With the help of a £15,000 grant from Wooden Spoon Leicestershire, FOCUS charity undertook the hiring of the primary site on the allotment in 2018 in order to build a unique ‘Breathing Space’ project that sought to use outdoor space and environment to meet and support young people aged 13-25 in the Leicester area to improve mental health, their well-being and life prospects. The allotment sees the young people work together alongside staff and volunteers to develop their confidence, resilience, self-esteem and coping strategies as they grow healthy food, engage with the local community and enjoy a slower pace of life away from the pressures of school, social media and the city.
The concept of the project came from a previous project the charity managed from called ‘Roots and Shoots’. This was an inter-generational project that uses gardening, outdoors and arts to get young people and adults to work with senior citizens to help tackle loneliness and build bridges between generational and communities.
The learning and practical skills gained by FOCUS in delivering that project formed the basis for building this new venture.
Director of Programme Development at FOCUS, Gavan Wilmot, said: “We viewed that young people gained the same positive emotional and well-being outcomes that we assumed elders were gaining. Youth projects for our set age groups and demographic was our principal business so we set out to put young people at the core and this could address deep lying sensitive issues like mental health in a very grassroots approach.”
Every aspect of life was impacted in 2020 with the emergence of coronavirus as was the site and the project. The site in the lockdown period of spring suffered as FOCUS were not able to safely provide any face to face work with young people or visit the site due to movement restrictions.
Once those restrictions began to be lifted, staff along with loyal volunteers and dedicated young people returned to help bring the site back to working order.

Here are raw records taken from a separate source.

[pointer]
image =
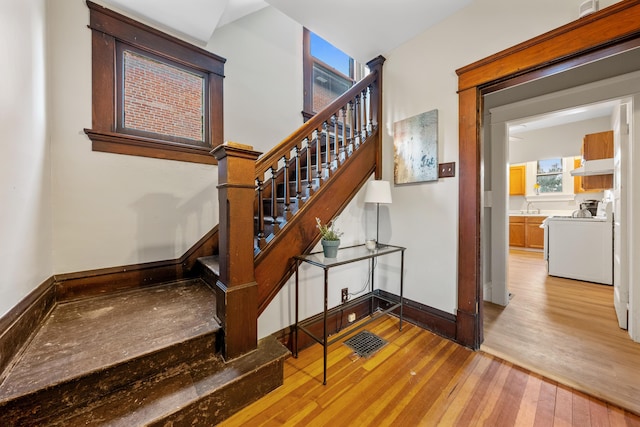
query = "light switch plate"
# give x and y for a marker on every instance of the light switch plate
(447, 170)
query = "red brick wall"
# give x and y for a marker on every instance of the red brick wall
(161, 98)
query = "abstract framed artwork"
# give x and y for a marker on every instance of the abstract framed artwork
(415, 148)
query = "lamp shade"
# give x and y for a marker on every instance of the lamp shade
(378, 192)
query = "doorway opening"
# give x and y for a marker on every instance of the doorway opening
(561, 320)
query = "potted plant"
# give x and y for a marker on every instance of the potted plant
(330, 238)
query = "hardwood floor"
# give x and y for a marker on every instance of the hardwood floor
(419, 378)
(565, 330)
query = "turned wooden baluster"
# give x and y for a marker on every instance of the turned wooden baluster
(309, 163)
(336, 144)
(261, 238)
(285, 188)
(298, 149)
(365, 113)
(327, 149)
(356, 123)
(370, 89)
(349, 126)
(318, 155)
(343, 143)
(274, 200)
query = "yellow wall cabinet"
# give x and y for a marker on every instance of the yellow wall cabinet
(597, 146)
(517, 180)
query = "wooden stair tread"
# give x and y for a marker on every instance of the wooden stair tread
(190, 393)
(94, 334)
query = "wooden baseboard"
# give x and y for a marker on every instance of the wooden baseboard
(429, 318)
(22, 321)
(88, 283)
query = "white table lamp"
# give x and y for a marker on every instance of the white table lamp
(378, 192)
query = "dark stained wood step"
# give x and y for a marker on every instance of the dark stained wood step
(202, 394)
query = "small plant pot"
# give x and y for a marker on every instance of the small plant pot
(330, 248)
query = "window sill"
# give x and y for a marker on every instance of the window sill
(111, 142)
(563, 197)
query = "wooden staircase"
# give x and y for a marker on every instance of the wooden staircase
(142, 357)
(185, 352)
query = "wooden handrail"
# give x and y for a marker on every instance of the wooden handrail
(290, 174)
(277, 152)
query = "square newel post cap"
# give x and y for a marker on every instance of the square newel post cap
(236, 150)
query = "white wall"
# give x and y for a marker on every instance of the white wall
(263, 83)
(25, 172)
(109, 209)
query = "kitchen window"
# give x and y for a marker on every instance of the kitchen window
(549, 176)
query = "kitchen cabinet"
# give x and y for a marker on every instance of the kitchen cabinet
(577, 180)
(525, 231)
(534, 235)
(517, 180)
(516, 231)
(597, 146)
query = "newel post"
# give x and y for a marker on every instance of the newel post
(375, 65)
(236, 289)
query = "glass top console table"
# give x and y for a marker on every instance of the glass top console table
(346, 255)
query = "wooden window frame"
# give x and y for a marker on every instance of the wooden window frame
(110, 31)
(308, 62)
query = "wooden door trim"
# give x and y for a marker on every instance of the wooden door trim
(612, 30)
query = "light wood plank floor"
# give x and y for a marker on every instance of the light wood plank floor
(420, 379)
(565, 330)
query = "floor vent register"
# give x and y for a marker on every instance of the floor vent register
(365, 344)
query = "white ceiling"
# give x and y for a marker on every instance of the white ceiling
(557, 118)
(363, 29)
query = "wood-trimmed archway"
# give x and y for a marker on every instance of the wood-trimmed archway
(610, 31)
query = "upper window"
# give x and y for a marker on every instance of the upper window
(549, 176)
(153, 95)
(328, 73)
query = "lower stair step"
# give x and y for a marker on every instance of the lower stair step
(130, 358)
(200, 395)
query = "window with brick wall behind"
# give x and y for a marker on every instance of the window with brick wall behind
(162, 99)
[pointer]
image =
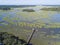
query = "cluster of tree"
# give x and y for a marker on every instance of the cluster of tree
(9, 39)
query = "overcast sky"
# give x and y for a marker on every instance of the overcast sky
(29, 2)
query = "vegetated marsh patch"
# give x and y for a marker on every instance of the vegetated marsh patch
(28, 10)
(51, 9)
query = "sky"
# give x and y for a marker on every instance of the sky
(29, 2)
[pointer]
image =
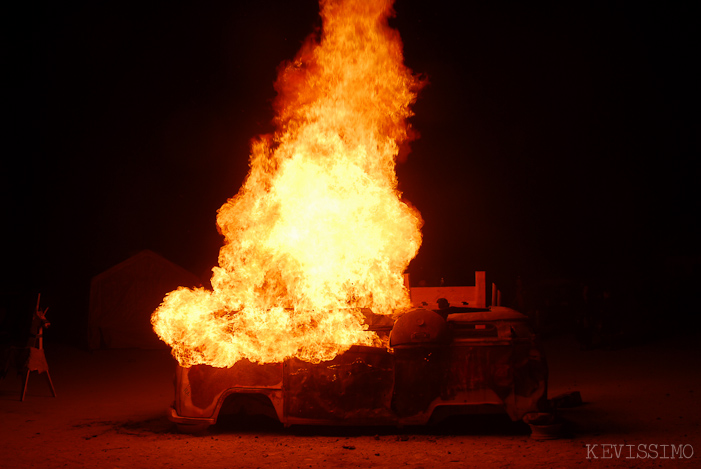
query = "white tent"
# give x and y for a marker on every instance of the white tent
(123, 298)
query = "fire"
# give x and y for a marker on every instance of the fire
(318, 230)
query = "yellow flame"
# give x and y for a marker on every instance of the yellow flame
(318, 230)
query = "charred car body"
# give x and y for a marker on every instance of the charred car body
(441, 362)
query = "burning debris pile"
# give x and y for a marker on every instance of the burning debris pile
(318, 230)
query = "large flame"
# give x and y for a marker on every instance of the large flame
(318, 230)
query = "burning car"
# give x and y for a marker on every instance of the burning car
(441, 362)
(309, 317)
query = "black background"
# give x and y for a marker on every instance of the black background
(558, 140)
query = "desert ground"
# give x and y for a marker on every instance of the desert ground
(110, 412)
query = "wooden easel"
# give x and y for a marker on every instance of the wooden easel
(36, 360)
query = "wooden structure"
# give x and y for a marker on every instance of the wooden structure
(33, 353)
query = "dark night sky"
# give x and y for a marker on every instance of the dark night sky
(557, 138)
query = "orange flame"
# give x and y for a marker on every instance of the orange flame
(318, 230)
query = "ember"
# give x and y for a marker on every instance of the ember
(318, 230)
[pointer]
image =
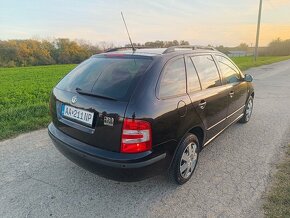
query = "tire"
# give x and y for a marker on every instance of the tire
(248, 110)
(185, 160)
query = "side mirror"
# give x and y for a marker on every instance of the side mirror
(248, 78)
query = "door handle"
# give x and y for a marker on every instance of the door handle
(202, 104)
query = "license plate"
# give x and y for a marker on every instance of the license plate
(77, 114)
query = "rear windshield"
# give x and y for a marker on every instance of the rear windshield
(112, 77)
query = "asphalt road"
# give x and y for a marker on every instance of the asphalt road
(233, 171)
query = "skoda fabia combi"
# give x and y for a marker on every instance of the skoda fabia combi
(131, 114)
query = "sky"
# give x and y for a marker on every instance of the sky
(202, 22)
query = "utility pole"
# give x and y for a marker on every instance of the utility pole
(258, 30)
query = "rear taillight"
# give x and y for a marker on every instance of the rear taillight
(136, 136)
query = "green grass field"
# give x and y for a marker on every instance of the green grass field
(247, 62)
(24, 94)
(277, 202)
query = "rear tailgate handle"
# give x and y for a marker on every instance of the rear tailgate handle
(202, 104)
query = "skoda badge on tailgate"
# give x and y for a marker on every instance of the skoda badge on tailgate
(74, 99)
(108, 121)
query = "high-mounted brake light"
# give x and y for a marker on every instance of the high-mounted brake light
(136, 136)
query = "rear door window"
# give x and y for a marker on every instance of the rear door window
(207, 71)
(107, 76)
(173, 81)
(193, 84)
(230, 72)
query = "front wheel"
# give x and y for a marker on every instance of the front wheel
(185, 160)
(248, 111)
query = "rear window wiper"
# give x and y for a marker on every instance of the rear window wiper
(80, 91)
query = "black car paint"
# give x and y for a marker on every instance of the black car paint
(170, 118)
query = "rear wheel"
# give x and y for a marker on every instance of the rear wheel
(248, 111)
(185, 160)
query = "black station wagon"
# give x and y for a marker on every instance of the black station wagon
(129, 114)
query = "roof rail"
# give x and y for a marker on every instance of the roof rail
(123, 48)
(190, 47)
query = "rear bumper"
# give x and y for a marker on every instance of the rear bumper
(112, 165)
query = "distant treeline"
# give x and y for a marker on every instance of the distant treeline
(34, 52)
(30, 52)
(14, 53)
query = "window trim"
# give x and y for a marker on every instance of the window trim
(217, 67)
(157, 89)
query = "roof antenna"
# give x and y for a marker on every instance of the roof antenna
(133, 48)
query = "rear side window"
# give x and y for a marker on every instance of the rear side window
(207, 71)
(112, 77)
(229, 71)
(192, 78)
(173, 81)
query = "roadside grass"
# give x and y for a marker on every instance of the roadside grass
(245, 63)
(24, 93)
(278, 198)
(24, 97)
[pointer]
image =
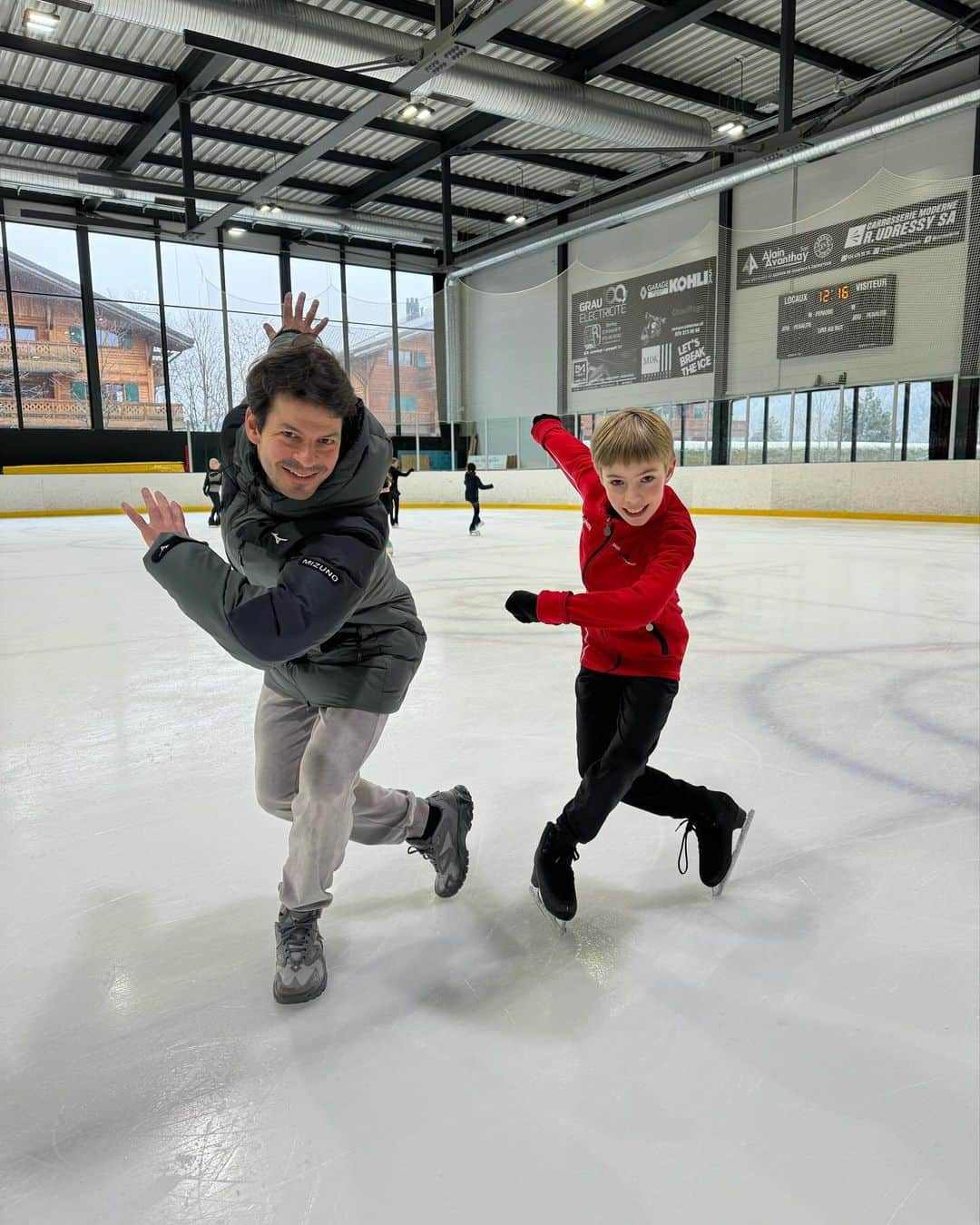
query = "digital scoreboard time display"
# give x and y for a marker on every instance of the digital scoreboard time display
(837, 318)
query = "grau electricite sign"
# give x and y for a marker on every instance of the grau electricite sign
(644, 328)
(900, 230)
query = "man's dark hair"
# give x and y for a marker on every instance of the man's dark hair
(303, 369)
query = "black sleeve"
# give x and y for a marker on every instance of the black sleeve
(318, 591)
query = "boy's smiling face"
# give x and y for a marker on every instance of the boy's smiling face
(636, 490)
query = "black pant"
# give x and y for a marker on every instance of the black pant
(619, 720)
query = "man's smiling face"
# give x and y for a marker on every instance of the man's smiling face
(298, 446)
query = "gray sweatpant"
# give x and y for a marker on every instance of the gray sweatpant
(308, 765)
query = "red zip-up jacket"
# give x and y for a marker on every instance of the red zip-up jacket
(631, 622)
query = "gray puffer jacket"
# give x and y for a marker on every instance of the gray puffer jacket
(310, 595)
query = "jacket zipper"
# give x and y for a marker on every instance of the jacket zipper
(661, 639)
(608, 534)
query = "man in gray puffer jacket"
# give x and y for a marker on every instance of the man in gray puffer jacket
(311, 598)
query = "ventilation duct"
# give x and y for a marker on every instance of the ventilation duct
(336, 41)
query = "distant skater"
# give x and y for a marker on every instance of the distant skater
(395, 473)
(213, 490)
(473, 485)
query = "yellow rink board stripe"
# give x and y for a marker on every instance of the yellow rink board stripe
(84, 469)
(100, 510)
(707, 510)
(564, 506)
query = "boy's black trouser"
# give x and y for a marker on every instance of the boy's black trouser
(619, 720)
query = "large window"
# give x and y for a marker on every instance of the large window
(175, 328)
(48, 331)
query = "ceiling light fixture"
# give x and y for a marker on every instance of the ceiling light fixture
(418, 111)
(41, 21)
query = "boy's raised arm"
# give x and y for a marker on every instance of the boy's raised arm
(570, 455)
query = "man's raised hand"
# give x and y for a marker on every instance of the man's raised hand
(165, 517)
(298, 318)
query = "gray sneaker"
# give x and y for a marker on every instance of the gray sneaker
(446, 850)
(300, 968)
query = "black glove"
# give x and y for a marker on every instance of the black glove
(522, 605)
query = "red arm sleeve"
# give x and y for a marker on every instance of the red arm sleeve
(570, 455)
(630, 608)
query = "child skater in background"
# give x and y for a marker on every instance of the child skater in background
(473, 485)
(395, 475)
(213, 490)
(637, 541)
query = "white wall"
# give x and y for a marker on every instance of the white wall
(511, 342)
(934, 487)
(510, 339)
(909, 167)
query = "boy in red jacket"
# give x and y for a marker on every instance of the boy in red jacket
(637, 541)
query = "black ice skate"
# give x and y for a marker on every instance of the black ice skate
(553, 879)
(714, 837)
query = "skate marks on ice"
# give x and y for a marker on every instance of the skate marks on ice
(720, 887)
(560, 924)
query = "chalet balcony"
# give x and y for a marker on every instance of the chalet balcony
(43, 357)
(73, 414)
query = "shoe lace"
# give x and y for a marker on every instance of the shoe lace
(557, 849)
(426, 849)
(297, 935)
(689, 825)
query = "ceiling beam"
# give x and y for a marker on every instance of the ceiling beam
(949, 9)
(288, 64)
(74, 105)
(51, 140)
(636, 35)
(436, 55)
(83, 59)
(685, 91)
(198, 70)
(759, 35)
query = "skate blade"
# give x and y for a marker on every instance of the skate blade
(559, 923)
(717, 889)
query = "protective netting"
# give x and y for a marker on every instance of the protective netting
(847, 333)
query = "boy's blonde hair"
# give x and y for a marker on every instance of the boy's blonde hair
(633, 435)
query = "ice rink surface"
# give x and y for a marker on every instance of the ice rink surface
(801, 1050)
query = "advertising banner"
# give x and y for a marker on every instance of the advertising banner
(644, 328)
(902, 230)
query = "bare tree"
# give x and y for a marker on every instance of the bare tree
(198, 377)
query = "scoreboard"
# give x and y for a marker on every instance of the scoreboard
(837, 318)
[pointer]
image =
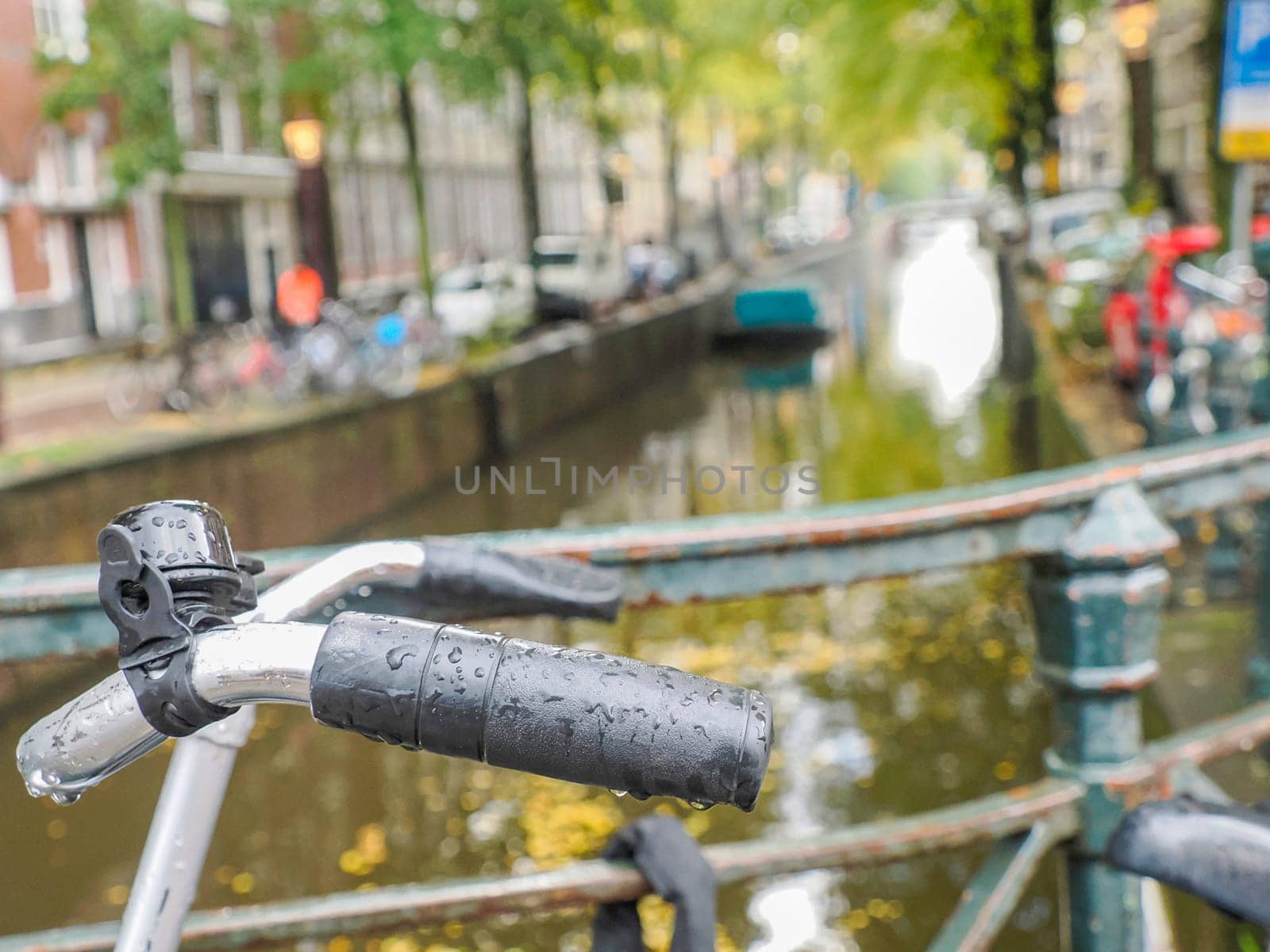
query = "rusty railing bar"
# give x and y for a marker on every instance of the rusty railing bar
(1052, 803)
(1184, 479)
(995, 892)
(1164, 765)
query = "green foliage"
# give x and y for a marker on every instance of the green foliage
(127, 74)
(821, 76)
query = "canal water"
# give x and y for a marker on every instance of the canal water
(891, 697)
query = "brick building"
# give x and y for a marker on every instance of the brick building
(70, 264)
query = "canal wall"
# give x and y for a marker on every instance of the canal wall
(314, 473)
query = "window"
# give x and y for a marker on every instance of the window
(60, 29)
(48, 18)
(207, 116)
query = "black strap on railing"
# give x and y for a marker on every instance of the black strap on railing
(677, 871)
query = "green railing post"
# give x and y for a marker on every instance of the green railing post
(1259, 666)
(1098, 602)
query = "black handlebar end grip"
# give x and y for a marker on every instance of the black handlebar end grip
(562, 712)
(459, 575)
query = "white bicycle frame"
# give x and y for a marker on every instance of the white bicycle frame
(230, 666)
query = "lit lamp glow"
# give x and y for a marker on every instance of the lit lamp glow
(302, 139)
(1133, 23)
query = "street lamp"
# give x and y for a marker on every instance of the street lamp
(304, 139)
(1133, 21)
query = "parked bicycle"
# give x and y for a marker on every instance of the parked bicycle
(186, 376)
(196, 645)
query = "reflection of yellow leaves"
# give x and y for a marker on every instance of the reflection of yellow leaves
(563, 822)
(371, 848)
(856, 919)
(992, 651)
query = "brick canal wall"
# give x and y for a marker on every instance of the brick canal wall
(313, 475)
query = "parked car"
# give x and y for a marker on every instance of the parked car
(587, 272)
(473, 300)
(1051, 217)
(654, 270)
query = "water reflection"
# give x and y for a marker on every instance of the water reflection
(893, 697)
(946, 319)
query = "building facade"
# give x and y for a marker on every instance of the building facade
(80, 270)
(70, 259)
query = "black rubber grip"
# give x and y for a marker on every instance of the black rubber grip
(487, 583)
(563, 712)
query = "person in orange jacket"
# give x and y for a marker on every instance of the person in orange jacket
(300, 295)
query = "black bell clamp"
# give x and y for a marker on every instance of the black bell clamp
(168, 571)
(171, 585)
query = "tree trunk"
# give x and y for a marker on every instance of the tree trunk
(414, 173)
(1048, 117)
(527, 163)
(1142, 112)
(671, 159)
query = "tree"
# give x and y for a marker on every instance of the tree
(516, 40)
(127, 75)
(968, 65)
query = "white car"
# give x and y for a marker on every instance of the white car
(1051, 217)
(587, 270)
(473, 300)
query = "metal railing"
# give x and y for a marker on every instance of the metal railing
(1095, 536)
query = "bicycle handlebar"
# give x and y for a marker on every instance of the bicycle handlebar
(560, 712)
(423, 577)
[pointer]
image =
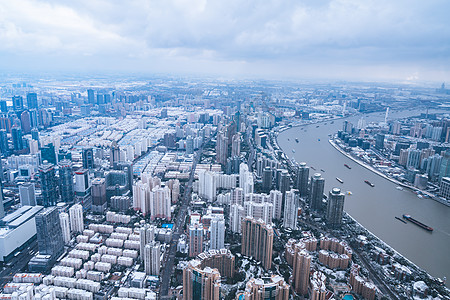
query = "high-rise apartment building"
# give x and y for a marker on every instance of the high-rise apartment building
(257, 240)
(222, 148)
(98, 191)
(87, 155)
(76, 218)
(273, 288)
(301, 180)
(27, 194)
(316, 192)
(200, 284)
(66, 180)
(49, 185)
(146, 236)
(49, 233)
(290, 209)
(195, 239)
(65, 226)
(267, 179)
(335, 208)
(152, 255)
(32, 101)
(217, 233)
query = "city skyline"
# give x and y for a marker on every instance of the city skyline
(398, 41)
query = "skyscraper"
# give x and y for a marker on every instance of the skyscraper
(146, 236)
(217, 230)
(291, 209)
(65, 226)
(49, 233)
(82, 188)
(98, 190)
(316, 192)
(257, 241)
(27, 194)
(152, 254)
(195, 240)
(88, 158)
(49, 185)
(200, 284)
(379, 141)
(66, 180)
(32, 101)
(16, 134)
(335, 208)
(76, 218)
(189, 144)
(301, 180)
(222, 148)
(114, 157)
(273, 288)
(267, 179)
(236, 145)
(91, 98)
(17, 103)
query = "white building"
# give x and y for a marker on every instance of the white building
(65, 226)
(291, 209)
(152, 256)
(76, 218)
(217, 230)
(27, 194)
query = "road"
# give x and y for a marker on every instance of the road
(180, 218)
(18, 263)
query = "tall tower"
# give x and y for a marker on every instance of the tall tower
(195, 240)
(267, 179)
(49, 185)
(65, 226)
(32, 101)
(146, 236)
(291, 209)
(27, 194)
(200, 284)
(152, 256)
(257, 240)
(98, 190)
(88, 158)
(301, 180)
(49, 233)
(316, 192)
(222, 148)
(300, 271)
(114, 157)
(76, 218)
(335, 208)
(217, 229)
(66, 180)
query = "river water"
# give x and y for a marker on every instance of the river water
(375, 207)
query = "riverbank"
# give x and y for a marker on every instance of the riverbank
(381, 174)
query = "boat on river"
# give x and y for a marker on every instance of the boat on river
(369, 183)
(418, 223)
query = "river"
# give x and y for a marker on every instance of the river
(375, 207)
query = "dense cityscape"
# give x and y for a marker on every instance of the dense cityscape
(165, 187)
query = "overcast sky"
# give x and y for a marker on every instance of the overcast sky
(336, 39)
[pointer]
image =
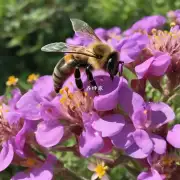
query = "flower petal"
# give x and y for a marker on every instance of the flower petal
(108, 99)
(152, 175)
(49, 111)
(161, 114)
(143, 141)
(160, 65)
(123, 139)
(29, 105)
(51, 131)
(6, 155)
(173, 136)
(44, 86)
(135, 152)
(90, 142)
(139, 119)
(159, 144)
(109, 125)
(105, 177)
(94, 176)
(91, 166)
(142, 69)
(129, 100)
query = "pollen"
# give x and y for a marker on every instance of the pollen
(172, 24)
(101, 170)
(68, 57)
(32, 78)
(12, 81)
(30, 162)
(154, 31)
(145, 111)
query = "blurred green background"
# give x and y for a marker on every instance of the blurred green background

The allotment was the first delivery space that allowed the teams to meet small groups of young people with adults in the outdoors which was more conducive to maintaining covid -19 safety than indoor engagement.
Gavan continued: “Young people have reported how much they enjoy being on the site and working the land and doing various maintenance tasks. We have worked in small bubbles and this has helped adults spend more valuable time and effort working with young people to explore their needs and developments.”
The allotment was opened in honour of Wooden Spoon Leicestershire longstanding committee member, Bleddyn Jones, who sadly passed away earlier in the year. Bleddyn was involved with Wooden Spoon for over 20 years and was the unmistakeable voice of Leicester Tigers match commentary on BBC Radio.
Wooden Spoon Leicestershire committee Chairman, Malcolm Foulkes-Arnold, said of the opening:
“It was an emotional and empowering day to be able to re-visit the Wooden Spoon allotment to officially open the project and see the fantastic work that has been carried out pre and post pandemic. The young people from Focus have worked extremely hard to bring this project to life and it was great that Wooden Spoon Leicestershire have been able to offer our support. The allotment has created an environment that will enable young people to manage their own mental health and provides an eye-catching site that draws in the local community. At the opening we saw first hand how this allotment has already made a difference to the young people lives and also brought together the local community with local allotment holders working together with the young people to pass knowledge, with the young people in turn helping the older allotment holders with manual help such as digging.”